Thirteen years have gone by far too quickly. I can still vividly picture him as a baby with blonde hair and tiny fingers and toes. I can see him at two playing in the snow in his pajamas. I can see him at three meeting his sister for the first time. I can see him at four in his Bob the Builder T- shirt. I can see him at five asking me to call him Chris not Christopher because he was starting school meant that he was too big for full names. I can see him at six learning to ride a bike. I can see him at seven driving his sisters around in a John Deere gator. I can see him at eight at the beach. I can see him at nine looking uncomfortable on the baseball field. I can see him at ten playing his DS in the backyard with his best friend. I can see him at eleven graduating from elementary school and posing for pictures with his friends. I can see him at twelve figuring out middle school and loving band and running home to play minecraft.
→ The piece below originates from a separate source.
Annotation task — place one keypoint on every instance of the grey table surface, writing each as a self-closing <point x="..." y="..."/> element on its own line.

Twelve sentences later he was thirteen.
Twelve sentences later he was thirteen.
Thirteen. This boy of mine. He is clever and he makes me laugh all the time. He is so very smart and logical. He is tall, and I swear getting taller by the day. He is a runner and he's good at math. He's a gamer and he wants to be a graphic designer. He's shy and yet so incredibly cool. He's edgy yet conservative. He's silent but he can make himself heard. He's loyal, fiercely loyal. Girls follow him around. Literally, there are a group of girls that follow him around school, because, once again, he's incredibly cool. Joe Cool, in the snoopy way, and he likes when I call him that, which makes me like him. He likes Monty Python and Psych and Food Network, which makes me like him more. He is difficult to understand at times and hard to parent. He challenges me daily yet he is obedient and helpful without prompting. He is so much like me and so much like his father. He got the best and worst of both of us, yet he is his own. He is a crazy mess of a teenager pulled together by a pretty amazing personality and heart.
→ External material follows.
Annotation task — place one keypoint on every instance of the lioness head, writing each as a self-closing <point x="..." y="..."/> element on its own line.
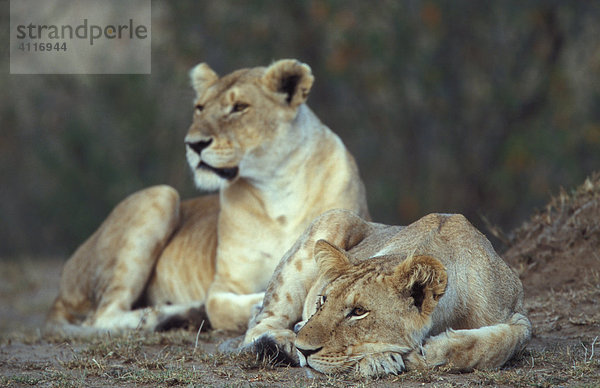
<point x="239" y="119"/>
<point x="371" y="313"/>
As he gets older, our relationship is shifting. I can feel it. He needs me a little less each day. The days of mothering a young child are behind me with him. We have shifted into a stage where he is learning how to be a man. He is learning to navigate the world around him. His eyes are opening to life's realities and he is beginning to see the ugliness and the beauty in those realities. I am finding this stage of parenting to be both the hardest and the most rewarding. Some days I feel him pulling harshly at the mothering cord. He wants to be set free. He wants his independence, yet I don't see him walking away. In fact, more often than not, in his moments of independence I see him turn around to make sure that I'm alright with the steps he's taking. The day he doesn't check in or ask for me to see what he's working on or ask for my opinion about a situation in life, on that day I will know that we have shifted again and my heart will really break, I fear. For now, I will keep letting him go little by little, knowing that he will make mistakes but also knowing that he will right himself again by trusting that he is a truly good young man. Because he is.